Search code examples
c#pbkdf2

PBKDF2 is not returning plaintext and hashed expected value in C#


I'm trying to use PBKDF2 in C# to create a password, then I'm trying to retrieve that password.

var masterPwd = "masterPassword";
var service = "www.google.com";
byte[] salt = CreateSalt(16);
var encodedPwd = CreateMasterPassword(masterPwd, salt);
var decoded = CreateMasterPassword(encodedPwd, salt);

With the following functions defined:

        public static byte[] CreateSalt(int size)
        {
            var salt = new byte[size];
            using (var random = new RNGCryptoServiceProvider())
            {
                random.GetNonZeroBytes(salt);
            }

            return salt;
        }

        public static string CreateMasterPassword(string password, byte[] salt)
        {

            string PassHash = Convert.ToBase64String(KeyDerivation.Pbkdf2(
            password: password,
            salt: salt,
            prf: KeyDerivationPrf.HMACSHA256,
            iterationCount: 10000,
            numBytesRequested: 256 / 8));
            return PassHash;
        }

In this case, shouldn't decoded be the same as masterPwd?


Solution

  • I think you have a bit of a misunderstanding about what PBKDF2 does. It is not an encryption function where you can ever recover the plaintext data (let's put brute force aside as it is not an 'intended use'). Rather, it is a "slow" hashing mechanism, often described as "one way".
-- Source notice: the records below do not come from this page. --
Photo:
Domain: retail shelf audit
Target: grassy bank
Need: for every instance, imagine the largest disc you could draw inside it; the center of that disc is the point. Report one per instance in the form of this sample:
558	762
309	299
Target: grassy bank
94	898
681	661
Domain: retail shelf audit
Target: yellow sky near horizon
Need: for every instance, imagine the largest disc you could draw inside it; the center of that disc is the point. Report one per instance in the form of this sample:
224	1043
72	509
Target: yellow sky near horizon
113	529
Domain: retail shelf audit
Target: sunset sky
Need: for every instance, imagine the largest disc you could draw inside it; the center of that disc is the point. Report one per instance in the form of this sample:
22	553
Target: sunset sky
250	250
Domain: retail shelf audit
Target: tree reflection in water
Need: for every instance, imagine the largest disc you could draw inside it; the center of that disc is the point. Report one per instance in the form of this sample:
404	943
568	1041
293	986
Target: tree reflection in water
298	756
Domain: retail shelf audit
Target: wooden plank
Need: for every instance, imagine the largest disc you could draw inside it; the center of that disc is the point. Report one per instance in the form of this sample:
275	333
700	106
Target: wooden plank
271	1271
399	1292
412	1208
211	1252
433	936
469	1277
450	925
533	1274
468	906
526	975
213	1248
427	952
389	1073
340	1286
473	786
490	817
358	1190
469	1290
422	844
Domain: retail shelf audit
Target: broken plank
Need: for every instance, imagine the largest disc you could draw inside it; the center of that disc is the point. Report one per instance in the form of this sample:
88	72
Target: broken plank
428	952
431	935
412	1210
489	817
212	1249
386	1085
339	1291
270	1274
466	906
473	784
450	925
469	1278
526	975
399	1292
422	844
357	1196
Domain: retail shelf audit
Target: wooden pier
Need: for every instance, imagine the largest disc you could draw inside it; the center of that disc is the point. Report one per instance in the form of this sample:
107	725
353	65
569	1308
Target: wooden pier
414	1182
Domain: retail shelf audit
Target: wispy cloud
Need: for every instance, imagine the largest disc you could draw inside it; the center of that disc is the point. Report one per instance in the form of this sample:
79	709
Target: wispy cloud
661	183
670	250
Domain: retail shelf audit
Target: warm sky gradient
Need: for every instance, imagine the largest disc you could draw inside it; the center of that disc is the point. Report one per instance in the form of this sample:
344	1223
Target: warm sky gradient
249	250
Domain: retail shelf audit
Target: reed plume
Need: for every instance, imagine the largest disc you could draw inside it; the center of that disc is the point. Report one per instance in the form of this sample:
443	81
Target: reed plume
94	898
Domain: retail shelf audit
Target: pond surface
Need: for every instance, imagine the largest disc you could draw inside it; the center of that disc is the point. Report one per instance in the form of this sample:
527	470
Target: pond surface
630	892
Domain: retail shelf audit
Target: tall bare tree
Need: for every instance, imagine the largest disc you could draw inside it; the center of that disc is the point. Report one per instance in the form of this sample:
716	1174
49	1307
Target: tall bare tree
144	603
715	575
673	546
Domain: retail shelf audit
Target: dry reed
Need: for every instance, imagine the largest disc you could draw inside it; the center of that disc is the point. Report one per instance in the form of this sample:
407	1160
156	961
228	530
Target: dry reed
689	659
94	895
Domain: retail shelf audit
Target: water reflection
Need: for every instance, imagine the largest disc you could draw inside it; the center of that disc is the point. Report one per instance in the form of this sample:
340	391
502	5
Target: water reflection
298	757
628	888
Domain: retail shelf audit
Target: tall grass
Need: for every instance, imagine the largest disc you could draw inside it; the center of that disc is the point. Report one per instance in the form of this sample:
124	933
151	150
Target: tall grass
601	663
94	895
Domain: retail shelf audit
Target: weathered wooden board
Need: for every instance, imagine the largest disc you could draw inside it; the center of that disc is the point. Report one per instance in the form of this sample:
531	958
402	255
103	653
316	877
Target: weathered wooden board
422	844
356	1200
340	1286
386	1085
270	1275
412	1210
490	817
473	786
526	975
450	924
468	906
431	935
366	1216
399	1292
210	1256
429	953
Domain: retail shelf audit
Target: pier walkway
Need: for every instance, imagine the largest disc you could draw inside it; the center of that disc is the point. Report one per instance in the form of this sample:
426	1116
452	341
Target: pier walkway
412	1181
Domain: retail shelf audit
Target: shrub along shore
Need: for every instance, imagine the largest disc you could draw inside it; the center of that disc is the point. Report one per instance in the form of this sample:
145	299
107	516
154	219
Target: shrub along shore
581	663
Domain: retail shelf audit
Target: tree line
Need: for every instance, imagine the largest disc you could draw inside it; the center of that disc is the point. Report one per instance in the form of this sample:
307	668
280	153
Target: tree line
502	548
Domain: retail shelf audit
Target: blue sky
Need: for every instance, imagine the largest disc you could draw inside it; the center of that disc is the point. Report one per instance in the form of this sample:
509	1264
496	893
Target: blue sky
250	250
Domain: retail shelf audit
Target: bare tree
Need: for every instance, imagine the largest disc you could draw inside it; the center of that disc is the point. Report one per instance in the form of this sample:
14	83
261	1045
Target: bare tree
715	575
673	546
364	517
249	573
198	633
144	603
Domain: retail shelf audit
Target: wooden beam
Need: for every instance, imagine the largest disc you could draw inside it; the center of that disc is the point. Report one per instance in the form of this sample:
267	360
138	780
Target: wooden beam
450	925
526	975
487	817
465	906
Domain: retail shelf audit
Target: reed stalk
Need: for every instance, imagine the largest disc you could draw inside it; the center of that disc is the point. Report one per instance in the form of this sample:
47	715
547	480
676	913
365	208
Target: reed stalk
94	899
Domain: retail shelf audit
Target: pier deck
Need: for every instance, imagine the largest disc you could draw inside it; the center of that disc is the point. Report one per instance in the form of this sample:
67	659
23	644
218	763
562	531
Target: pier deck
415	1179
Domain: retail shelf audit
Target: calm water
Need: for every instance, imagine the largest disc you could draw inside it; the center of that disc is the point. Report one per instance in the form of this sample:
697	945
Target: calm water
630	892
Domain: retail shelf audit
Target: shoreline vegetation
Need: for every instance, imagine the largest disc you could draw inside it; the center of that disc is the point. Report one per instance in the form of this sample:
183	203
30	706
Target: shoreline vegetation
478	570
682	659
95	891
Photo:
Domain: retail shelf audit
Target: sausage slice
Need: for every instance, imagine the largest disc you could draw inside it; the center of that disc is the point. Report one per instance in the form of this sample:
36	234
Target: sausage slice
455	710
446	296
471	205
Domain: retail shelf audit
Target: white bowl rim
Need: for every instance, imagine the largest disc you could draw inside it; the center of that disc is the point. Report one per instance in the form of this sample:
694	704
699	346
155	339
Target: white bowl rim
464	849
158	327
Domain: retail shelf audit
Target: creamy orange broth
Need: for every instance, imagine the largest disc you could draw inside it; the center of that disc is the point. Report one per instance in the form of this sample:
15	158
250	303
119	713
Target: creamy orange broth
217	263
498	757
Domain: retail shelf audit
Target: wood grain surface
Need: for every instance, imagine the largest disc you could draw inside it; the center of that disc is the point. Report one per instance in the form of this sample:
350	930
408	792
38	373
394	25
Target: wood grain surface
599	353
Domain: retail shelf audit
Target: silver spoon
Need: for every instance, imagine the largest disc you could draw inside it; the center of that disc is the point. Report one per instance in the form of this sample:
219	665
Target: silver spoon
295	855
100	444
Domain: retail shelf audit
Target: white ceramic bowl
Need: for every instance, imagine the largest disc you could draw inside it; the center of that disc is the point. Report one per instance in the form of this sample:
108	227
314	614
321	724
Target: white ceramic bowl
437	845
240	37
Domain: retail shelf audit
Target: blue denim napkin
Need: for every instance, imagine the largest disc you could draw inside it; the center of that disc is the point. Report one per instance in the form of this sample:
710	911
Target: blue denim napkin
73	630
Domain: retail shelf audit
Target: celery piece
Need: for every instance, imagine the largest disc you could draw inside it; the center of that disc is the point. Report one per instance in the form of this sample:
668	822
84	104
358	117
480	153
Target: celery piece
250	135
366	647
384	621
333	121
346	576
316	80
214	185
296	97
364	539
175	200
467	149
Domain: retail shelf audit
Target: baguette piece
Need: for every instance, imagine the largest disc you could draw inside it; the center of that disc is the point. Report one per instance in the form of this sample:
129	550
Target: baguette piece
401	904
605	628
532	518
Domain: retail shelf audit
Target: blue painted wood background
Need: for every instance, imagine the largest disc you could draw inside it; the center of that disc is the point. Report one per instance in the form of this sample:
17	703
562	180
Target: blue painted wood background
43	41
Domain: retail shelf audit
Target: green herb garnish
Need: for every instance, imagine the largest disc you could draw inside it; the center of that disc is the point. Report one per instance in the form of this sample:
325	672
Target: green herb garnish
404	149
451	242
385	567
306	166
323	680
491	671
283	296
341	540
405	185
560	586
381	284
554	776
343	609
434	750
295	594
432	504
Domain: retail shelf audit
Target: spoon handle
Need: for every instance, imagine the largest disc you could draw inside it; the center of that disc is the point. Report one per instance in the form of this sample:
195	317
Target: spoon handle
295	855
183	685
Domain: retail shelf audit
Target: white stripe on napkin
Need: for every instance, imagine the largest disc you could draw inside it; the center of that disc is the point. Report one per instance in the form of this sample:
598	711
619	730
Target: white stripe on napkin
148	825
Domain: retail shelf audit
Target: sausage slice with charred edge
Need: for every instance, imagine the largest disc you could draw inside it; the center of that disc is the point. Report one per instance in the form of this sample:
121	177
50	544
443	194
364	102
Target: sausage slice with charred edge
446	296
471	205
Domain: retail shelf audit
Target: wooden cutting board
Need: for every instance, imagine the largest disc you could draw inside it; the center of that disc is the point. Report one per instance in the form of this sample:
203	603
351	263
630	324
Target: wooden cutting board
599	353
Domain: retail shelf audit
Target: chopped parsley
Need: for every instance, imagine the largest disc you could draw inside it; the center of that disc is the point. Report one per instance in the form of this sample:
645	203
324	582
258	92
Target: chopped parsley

    PBKDF2 is a key derivation function, but is also used for storing passwords. Here's a typical flow for PBKDF2 when used for password storage.

    1. A user creates an account with a website with a password. The site generates a random salt, then applies PBKD2 to the password with the salt, and stores the result and the salt. The salt is stored in plain text.
    2. When the user needs to log in again, the site asks for the username and password. It looks up the salt for that user, then it re-applied PBKDF2 to the password the user entered.
    3. It compares the stored hash with the hash of what the user entered. If the hashes are equal, the site knows they typed the password correctly.

    This approach means the site does not store the password in a way that it can possibly know. This allows the site to disavow knowledge of the password.

    If that is what you want to do, then that is how you should use it.

    If you do need a way to have a "two way" algorithm, then this goes from hashing to encryption. A symmetric algorithm would be used in this place, with all of the troublesome issues of key and IV management. You would most likely want to take a look at a high abstraction that is built on top of symmetric ciphers like libsodium.

    libsodium is a nice abstraction built on top of primitives that takes the guess work out of how to use them. If offers simple APIs such as "encrypt this thing with this password" and it correctly derives an encryption key from the password, performs some form of authentication on the encryption, and is regarded well by information security experts.